Overall GPT-4V did amazingly well in my tests, but during subsequent dialog with user, GPT-4V sometimes flip-flops between two opposing assertions.
For example, for the following image GPT-4V initially asserts that the road curves to the right:
User: how certain are you that the road curves to the right, and not left? GPT-4V: Upon re-examining the image, I see that I made an incorrect observation. The road actually curves to the left, not to the right as I initially stated. User: I thought the road curves to the right GPT-4V: You are correct, the road curves to the right…
(and so on, where GPT-4V keeps on changing its assertion)
Is there anything that I can do to remedy this, perhaps with the right type of prompt engineering?
Handedness, i.e. left and right is one of the weaknesses of the vision model, it also has problems with spatial awareness the relative relationships between objects.
It is important to remember that is is the worst that AI vision will ever be, and things will only get better, but for now, I’d say autonomous driving and navigation tasks are a step to far for the current model.

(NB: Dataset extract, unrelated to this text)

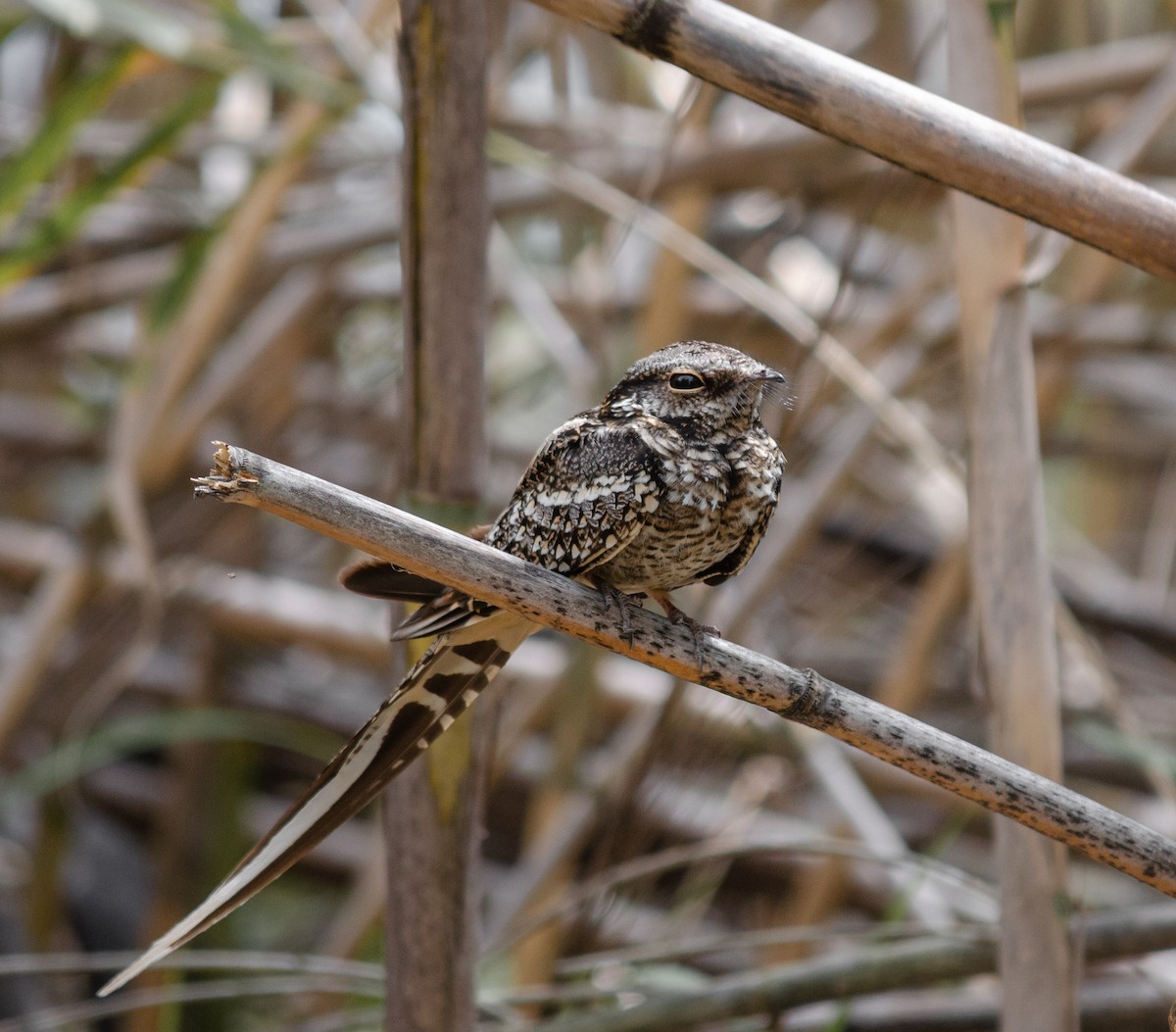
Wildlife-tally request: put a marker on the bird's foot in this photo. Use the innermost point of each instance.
(623, 603)
(676, 616)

I see. I did notice the model getting confused about left and right in several other tests. But to clarify, this is not so much about which way the road is actually curving, but it is about the model appears to be so indecisive and fickle, which is unacceptable behavior if I want to build some kind of an authoritative expert system out of it. It would have been acceptable if I can make the model to say “I am not sure”, or stick to one answer until there is further evidence for otherwise.
As to using GPT-4V for autonomous driving, in dozens of test cases I find it to be surprisingly powerful with having the common sense to give reasonable advice, even for very unusual or nuanced road scenes. I actually think anyone serious about building level 5 driving system should include a multimodal LLM.
I tried the masking technique with the image and it did not help. But since as mentioned above the model may be weak with spatial relationship, I tried it with another image where GPT-4V needs to discover hazard around the house, but it always identify the animal on the deck as a big dog:
This is just one of those images that I collected to test whether GPT-4V can respond with commonsense responses when acting as a kind of Guardian Bot around the house to identify any potential hazard to the family, however unusual the situation is.
To answer my own question regarding how to deal with the fact that GPT-4V is misidentifying a cougar in the image as a dog, I have found that it is possible to put the image of the cougar in a knowledge file and that fixed the problem.
Also, in the context of this “GuardianBot” I have another case where GPT-4V insists on calling 911 when it sees a lion in the house even if there is a calm and cheerful person nearby, and even when subsequent dialog with user confirmed that it is a pet. This behavior can also be overridden in the knowledge file.
So overall it seems possible to override both GPT-4V’s image mis-identification and behavior from the knowledge file, which is great.
One very simple workaround I’ve found, almost too simple, is to insert a blue band on the left and a right band on the right of the image. I just concatenate them on each side, and tell GPT4V in the prompt that these bands represent respectively left and right. I’ve found that consistency has really improved a lot for our use-case (scene description for blind people). Had 0 wrong estimation on the last 20 tests I ran vs about 30-40% error rate before.